Jezus powiedział do swoich uczniów:
«Nie każdy, kto mówi Mi: „Panie, Panie!”, wejdzie do królestwa niebieskiego, lecz ten, kto spełnia wolę mojego Ojca, który jest w niebie.
Każdego więc, kto tych słów moich słucha i wypełnia je, można porównać z człowiekiem roztropnym, który dom swój zbudował na skale. Spadł deszcz, wezbrały rzeki, zerwały się wichry i uderzyły w ten dom. On jednak nie runął, bo na skale był utwierdzony.

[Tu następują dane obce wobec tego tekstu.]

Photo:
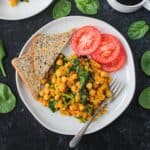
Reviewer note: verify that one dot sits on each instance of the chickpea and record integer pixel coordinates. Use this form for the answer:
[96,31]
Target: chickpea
[47,85]
[53,79]
[109,93]
[89,86]
[77,97]
[64,79]
[43,81]
[46,91]
[73,88]
[58,73]
[61,87]
[41,93]
[104,74]
[57,97]
[81,107]
[74,76]
[59,62]
[104,86]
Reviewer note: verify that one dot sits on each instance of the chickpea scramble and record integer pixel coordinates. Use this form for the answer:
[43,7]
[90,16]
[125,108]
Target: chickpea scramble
[75,86]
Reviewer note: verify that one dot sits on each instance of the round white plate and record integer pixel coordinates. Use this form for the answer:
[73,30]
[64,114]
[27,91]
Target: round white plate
[22,10]
[69,125]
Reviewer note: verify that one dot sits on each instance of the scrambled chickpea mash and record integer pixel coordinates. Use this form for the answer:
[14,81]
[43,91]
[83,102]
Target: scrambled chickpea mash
[75,86]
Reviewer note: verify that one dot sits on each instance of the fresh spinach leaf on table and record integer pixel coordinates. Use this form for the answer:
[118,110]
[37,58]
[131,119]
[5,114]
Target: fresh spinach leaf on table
[138,30]
[7,99]
[144,98]
[145,63]
[2,55]
[61,9]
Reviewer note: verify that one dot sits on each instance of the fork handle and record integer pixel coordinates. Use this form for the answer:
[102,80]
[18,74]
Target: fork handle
[76,139]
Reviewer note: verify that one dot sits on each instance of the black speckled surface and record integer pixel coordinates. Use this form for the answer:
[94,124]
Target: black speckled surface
[20,131]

Każdego zaś, kto tych słów moich słucha, a nie wypełnia ich, można porównać z człowiekiem nierozsądnym, który dom swój zbudował na piasku. Spadł deszcz, wezbrały rzeki, zerwały się wichry i rzuciły się na ten dom. i runął, a upadek jego był wielki».
(Mt 7, 21. 24-27)
Dzisiejsza ewangelia mówi, że nie wystarczy słuchać Jezusa i wołać wciąż do Niego “Panie, Panie! ” , ale trzeba również wypełniać wolę Ojca w naszym życiu. Co jest tą wolą? Woli Bożej nie otrzymujemy raz na zawsze — na całą historię naszego życia — ale objawia się nam ona stopniowo w miarę naszego wzrastania duchowego i emocjonalnego. I chociaż pewne zasadnicze powołania życiowe, np. stan życia, są ofiarowane człowiekowi w sposób definitywny — raz na zawsze, to jednak wola Boża w nich się nie wyczerpuje, ale znacznie je przerasta. Bóg kieruje do człowieka ciągle nowe wezwania. Wypływają one z osobistych potrzeb i pragnień człowieka oraz z potrzeb Królestwa Bożego, które jest pośród nas. Nasza zdolność szukania i pełnienia woli Bożej jest najpierw darem, który otrzymujemy od Boga, dopiero na drugim miejscu naszym zadaniem i wysiłkiem — naszym darem dla Niego.
Prośmy dzisiaj Ducha Świętego o dar rozpoznania woli Bożej w naszym życiu i o to żebyśmy umieli ją przyjąć do serca i wypełniać pełni radości dla chwały Królestwa Bożego.